Today Google is launching Android Q beta 5, the fifth of six beta releases before we get the final version of Android Q, version 10. Google already finalized the Android Q APIs in Beta 4, so what does that leave for this release? Apparently lots of changes to gesture navigation.

To recap: with Android Q Google is introducing a brand-new “Fully gestural” navigation system, which eschews Android’s traditional three-button navigation system for a gesture system that enables all three functions (Back, Home, and Recent Apps) to be triggered with swipes. The new navigation system saves a ton of space, with only a transparent gesture bar at the bottom of the screen, just like on an iPhone X.

Three functions do not quite cover all of the functionality of the old three-button bar, however. You could also long-press on the home button to summon the Google Assistant, and in previous betas, this feature didn’t make it to the gesture-navigation system. For Beta 5, Google is introducing a new gesture for the Google Assistant—swipe up from the corner. Dragging in from either bottom corner of the screen will now open the Google Assistant, and Google says “you’ll notice ‘handles’ that serve as a visual affordance that we’re continuing to tune.”

We are just working off of a blog post for now, so we don’t have any screenshots, but XDA was able to score an early build and show off the new Assistant gesture. For now, two “L” shaped indicators sometimes appear at the bottom corners of the screen. I thought it was taking a screenshot at first, but it’s just for the Google Assistant.

Google is also changing the way the navigation panel works in Android Q. Android Q’s back gesture is a swipe in from the side of the screen, and traditionally opening the navigation panel has been a swipe in from the side of the screen, so one of them has to change. At Google I/O, Google gave several talks explaining the new navigation panel behavior, saying the navigation panel would eat the first swipe in from the side of the screen, and a second swipe would trigger back. Now, just months after I/O, it’s changing that behavior again: tapping on the side of the screen will now cause the navigation drawer to peek out from the side of the screen, where it can be opened.

The way developers can reserve parts of the gesture-navigation area for controls is also changing.

The fact that Google is changing the gesture-navigation behavior after Google I/O, after it has already published a lot of docs and videos about how everything is supposed to work, is a bit alarming. Google has already committed to standardizing the Android Q implementation of gesture navigation to the point where OEMs will no longer be allowed to make their own alternative forms of gesture navigation. As Google explained at I/O, apps need to design their UI around the behavior of gesture navigation, and making developers have to deal with seven or eight different gesture-navigation systems from the big OEMs would be too much work.

Forcing everyone to use Google’s gesture navigation is taking on a lot of responsibility, and Google really needs to nail Android Q’s gesture-navigation implementation. Yet we now have one more beta left, and things are still changing, and it seems like Google is going to take this down to the wire.
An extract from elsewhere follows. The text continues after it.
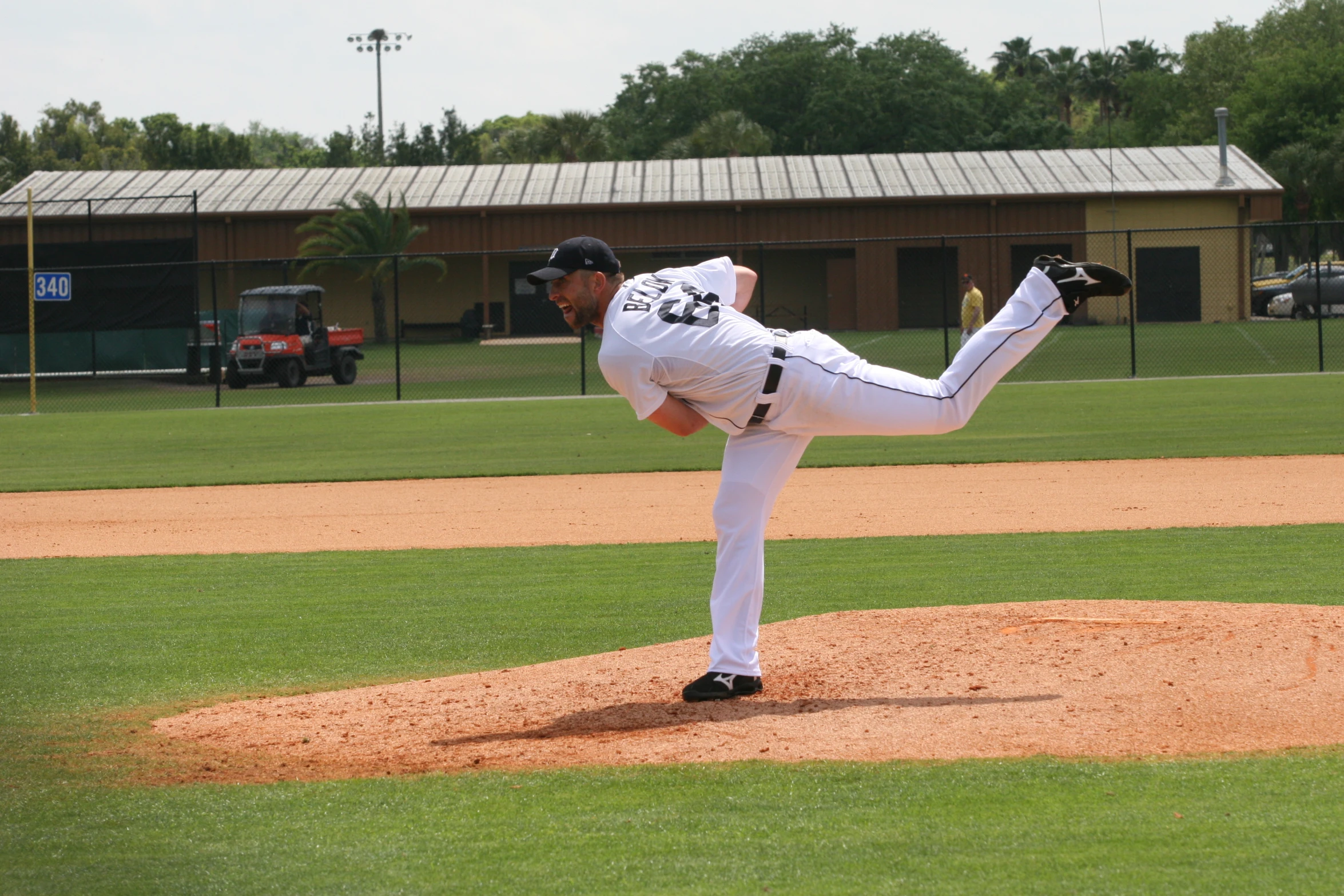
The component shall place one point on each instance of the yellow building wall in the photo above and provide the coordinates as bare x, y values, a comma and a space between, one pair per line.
1223, 254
For some aspects of gesture navigation, Google is already moving the goal posts for the Android Q launch deadline.

Gesture navigation won’t support third-party home screens at launch

One of the best features of Android is the ability to customize the home screen. You can install a ton of different third-party launchers with a bevy of options, some representing a normal home screen layout with power user settings and others completely redefining the home screen experience. Today, along with Android Q Beta 5, Google is announcing that Android Q’s gesture navigation won’t work with third-party home screens at launch.

“Custom launchers are another area where we’ve heard feedback and we’re continuing to work on issues, particularly with stability and Recents.” Google writes in its blog post. “Starting in Beta 6, we’ll switch users back to 3-button nav when they are using a custom launcher by default. We’ll address the remaining issues in a post-launch update so those users can switch to gestural navigation. We’ll be working with our device-maker partners to include with their devices shipping or updating to Android Q. Meanwhile, please continue to give us your feedback.”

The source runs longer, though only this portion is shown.